Coronabedingt fand das Verfassungsgespräch ohne Publikum statt. Unter dem Titel „Macht und Ohnmacht der Polizei im Verfassungsstaat“ diskutierten der Bayerische Staatsminister des Inneren, für Sport und Integration Joachim Hermann und Boris Pistorius, der Niedersächsische für Inneres und Sport sowie die Polizeipräsidentin von Gelsenkirchen Britta Zur und Prof. Dr. Rafael Behr von der Akademie der Polizei Hamburg.
Im Jahr 2020 wurde bei den Verfassungsgesprächen zum Thema „Digitaler Staat – Wohin treibt uns die Pandemie?“ diskutiert. Aufgrund der Corona-Pandemie fand die Podiumsdiskussion ohne Publikum statt. Auf der Bühne debattierten der Stellvertretende Ministerpräsident von Baden-Württemberg und Minister für Inneres, Digitalisierung und Migration Thomas Strobel, die Stellvertretende Fraktionsvorsitzende Bündnis 90/Die Grünen und Bundestagsabgeordnete Dr. Konstanze von Notz und Prof. Dr. Katharina Zweig von der Technischen Universität Kaiserslautern sowie Prof. Dr. Jens-Peter Schneider von der Albert-Ludwigs-Universität Freiburg.
Das Verfassungsgespräch im Jahr 2019 stand unter dem Titel „70 Jahre Grundgesetz – Deutschland in guter Verfassung?“. Bundespräsident Dr. Frank-Walter Steinmeier eröffnete die Jubiläumsveranstaltung mit einer Ansprache. Anschließend diskutierten der Präsident des Bundesverfassungsgerichts Prof. Dr. Dr. h. c. Andreas Voßkuhle, die Vizepräsidentin des Europäischen Gerichtshofs für Menschenrechte Prof. Dr. Dr. h. c. mult. Angelika Nußberger und die Präsidentin des Wissenschaftszentrums Berlin Prof. Dr. h. c. Jutta Allmendinger, Ph. D. sowie Bundesminister a.D. und Bundestagsmitglied Dr. Thomas de Maizière und der Bundestagsabgeordnete Dr. Gregor Gysi.
Das Grundgesetz ist die Verfassung von Deutschland und wurde am 8. Mai 1949 durch den Parlamentarischen Rat beschlossen und von den Alliierten genehmigt. Am 23. Mai 1949 ist das Grundgesetz verkündet worden und trat am Tag darauf in Kraft.
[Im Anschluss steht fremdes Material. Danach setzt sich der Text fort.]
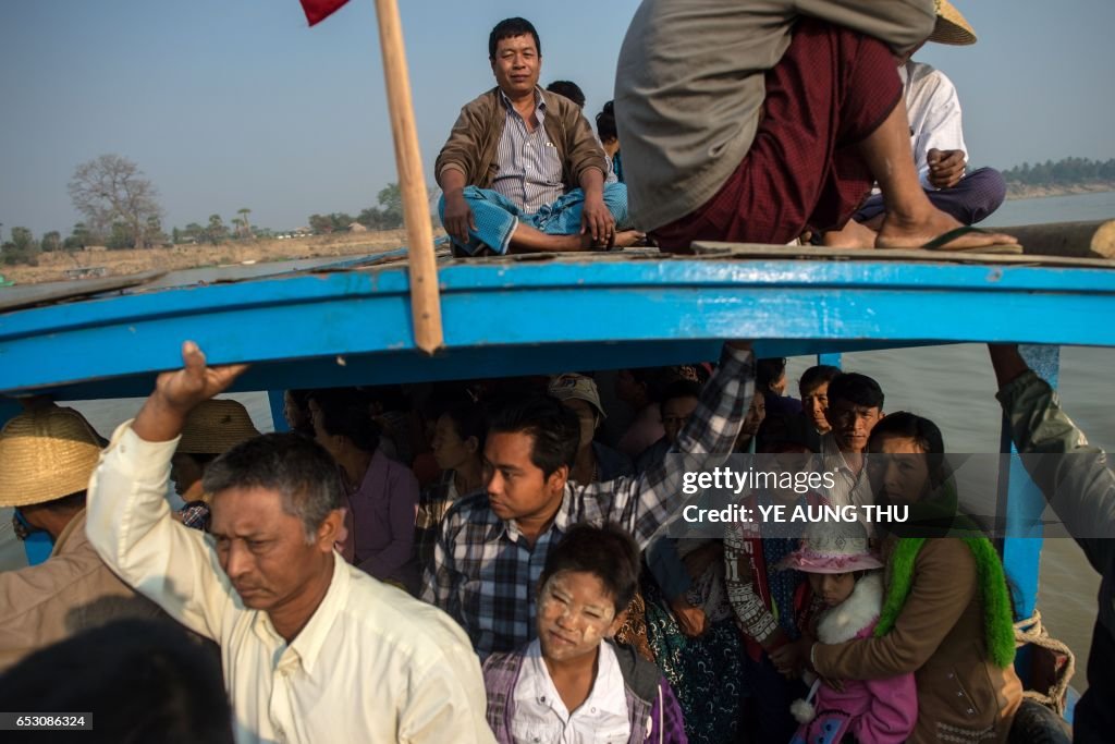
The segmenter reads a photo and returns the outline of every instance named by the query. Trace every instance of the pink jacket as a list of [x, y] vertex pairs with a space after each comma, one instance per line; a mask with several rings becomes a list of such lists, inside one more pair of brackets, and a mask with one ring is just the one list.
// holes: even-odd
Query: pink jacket
[[[817, 640], [840, 644], [871, 637], [882, 603], [882, 577], [879, 572], [863, 577], [851, 597], [821, 616]], [[836, 744], [845, 734], [875, 744], [901, 744], [910, 737], [918, 719], [913, 674], [842, 682], [844, 689], [837, 692], [817, 680], [812, 702], [794, 700], [791, 709], [802, 725], [792, 744]]]

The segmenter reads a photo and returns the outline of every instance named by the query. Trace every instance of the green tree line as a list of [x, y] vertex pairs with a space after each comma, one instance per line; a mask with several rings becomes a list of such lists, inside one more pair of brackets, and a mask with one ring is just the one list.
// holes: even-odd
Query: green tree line
[[1072, 186], [1077, 184], [1115, 182], [1115, 157], [1094, 161], [1088, 157], [1065, 157], [1045, 163], [1022, 163], [1002, 172], [1007, 183], [1027, 186]]

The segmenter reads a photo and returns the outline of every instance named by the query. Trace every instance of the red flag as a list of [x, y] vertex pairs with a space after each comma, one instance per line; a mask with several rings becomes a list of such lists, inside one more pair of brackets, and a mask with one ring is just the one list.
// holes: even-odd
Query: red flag
[[306, 20], [310, 26], [320, 23], [343, 6], [348, 0], [300, 0], [302, 10], [306, 11]]

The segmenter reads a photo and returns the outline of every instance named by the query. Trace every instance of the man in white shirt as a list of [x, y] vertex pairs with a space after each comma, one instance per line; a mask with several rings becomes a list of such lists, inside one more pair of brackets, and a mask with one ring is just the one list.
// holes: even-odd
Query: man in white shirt
[[[942, 0], [937, 9], [937, 26], [925, 41], [967, 46], [976, 44], [976, 32], [960, 11]], [[944, 73], [910, 59], [922, 46], [899, 59], [918, 177], [933, 206], [963, 224], [975, 224], [999, 209], [1007, 196], [1007, 183], [990, 167], [966, 173], [968, 148], [957, 88]], [[874, 230], [885, 210], [878, 191], [855, 214], [856, 222]]]
[[269, 434], [234, 447], [203, 480], [212, 538], [174, 519], [183, 422], [243, 371], [207, 368], [192, 341], [182, 356], [103, 453], [87, 532], [127, 583], [220, 644], [237, 741], [494, 741], [464, 631], [333, 550], [341, 484], [319, 445]]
Seit der Wiedervereinigung am 3. Oktober 1990 gilt das Grundgesetz für ganz Deutschland.
Das Grundgesetz setzt sich zusammen aus:
Es ist das höchste Gesetz in Deutschland und hat Vorrang vor allen anderen Deutschen Gesetzen. Für eine Änderung des Grundgesetzes ist die Zustimmung von zwei Dritteln der Mitglieder des Bundestages und zwei Drittel der Stimmen des Bundesrates notwendig. Artikel 1 und 20 sowie die Gliederung des Bundes in Länder können nicht verändert werden.